The Lucas County commissioners are expected to be presented today with a new policy regarding use of county-owned vehicles.
It clearly prohibits personal use of the vehicles, which became a priority for the commissioners after Treasurer Ray Kest was arrested for driving under the influence of alcohol in a county car. The policy likely will lead to a reduction in the number of county vehicles, said county Administrator Edward Ciecka.
A review committee has been studying the issue since shortly after Mr. Kest's arrest.
Mr. Ciecka, who was working on the document last night, said county employees or officials would not be permitted to use any of the 433 county vehicles to run personal errands. However, it would be permissible to use a vehicle, for example, to get lunch, as long as the employee was already out in the field during the course of the workday.
“A county employee is assigned a vehicle as part of his job, and needs that car to perform their position.

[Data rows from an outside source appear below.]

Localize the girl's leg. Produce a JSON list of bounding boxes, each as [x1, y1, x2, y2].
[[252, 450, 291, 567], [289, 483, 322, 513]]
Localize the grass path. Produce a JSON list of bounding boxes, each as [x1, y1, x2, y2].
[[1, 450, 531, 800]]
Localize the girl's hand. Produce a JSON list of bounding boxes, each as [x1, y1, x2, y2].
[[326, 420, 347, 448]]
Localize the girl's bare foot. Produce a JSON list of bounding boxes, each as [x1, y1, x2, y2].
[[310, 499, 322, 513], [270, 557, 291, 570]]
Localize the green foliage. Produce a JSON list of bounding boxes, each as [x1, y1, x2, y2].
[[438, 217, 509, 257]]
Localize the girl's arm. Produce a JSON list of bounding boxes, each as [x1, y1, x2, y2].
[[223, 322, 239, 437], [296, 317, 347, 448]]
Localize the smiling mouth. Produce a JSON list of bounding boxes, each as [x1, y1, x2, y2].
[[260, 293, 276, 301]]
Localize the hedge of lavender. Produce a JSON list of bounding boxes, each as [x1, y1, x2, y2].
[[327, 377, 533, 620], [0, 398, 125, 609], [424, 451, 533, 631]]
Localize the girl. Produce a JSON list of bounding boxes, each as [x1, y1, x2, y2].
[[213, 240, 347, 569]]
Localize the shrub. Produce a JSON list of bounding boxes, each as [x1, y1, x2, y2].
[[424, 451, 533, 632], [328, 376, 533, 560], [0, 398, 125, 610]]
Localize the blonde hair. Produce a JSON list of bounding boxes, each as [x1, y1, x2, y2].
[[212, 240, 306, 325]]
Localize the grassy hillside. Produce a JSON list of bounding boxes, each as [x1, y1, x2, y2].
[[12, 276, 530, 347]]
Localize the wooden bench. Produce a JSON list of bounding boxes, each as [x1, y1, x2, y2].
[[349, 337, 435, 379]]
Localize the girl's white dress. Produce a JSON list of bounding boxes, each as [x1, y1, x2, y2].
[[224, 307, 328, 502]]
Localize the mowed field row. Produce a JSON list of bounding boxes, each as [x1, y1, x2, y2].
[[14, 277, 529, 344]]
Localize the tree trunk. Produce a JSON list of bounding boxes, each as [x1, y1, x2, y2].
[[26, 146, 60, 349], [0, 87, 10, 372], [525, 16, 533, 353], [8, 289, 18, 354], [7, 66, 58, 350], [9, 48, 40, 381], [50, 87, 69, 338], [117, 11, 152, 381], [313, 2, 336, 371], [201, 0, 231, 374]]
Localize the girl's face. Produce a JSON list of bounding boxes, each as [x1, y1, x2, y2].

During the course of the day, that person is entitled to take a break,” Mr. Ciecka said.
He cited the example of an employee, such as a building inspector, who needs to have a commuter car to go from home to work sites without stopping downtown to pick up a vehicle. There are 105 commuter cars in the fleet.
Mr. Ciecka declined to release a copy of the policy last night before the commissioners had seen it.
The proposed policy includes a provision to review individual use of county-owned vehicles on a yearly basis.
“I would anticipate that the fleet would shrink,” Mr. Ciecka said. “In fact, 24 vehicles are being auctioned off next month, and seven of those will not be replaced.”
Harry Barlos, president of the commissioners, said he had not seen the policy, but hoped it would identify all the vehicles, who is using the vehicles and for what purposes, and mandate that accurate logs be kept.
Mr. Barlos was one of several elected officials who stopped using a county vehicle in the wake of media scrutiny. He admitted that he was using his county-owned minivan as a personal vehicle, which violates state law. He has since obtained his own car and plans to return the minivan to the county.
Commissioner Tina Skeldon Wozniak, who does not have a county vehicle, also said the county fleet would be reduced.
“I anticipate that if persons have limited mileage needs, that they wouldn't need a vehicle as greatly as someone [driving more miles for work matters],” she said. “Basically, it will be clear that personal use will be prohibited.”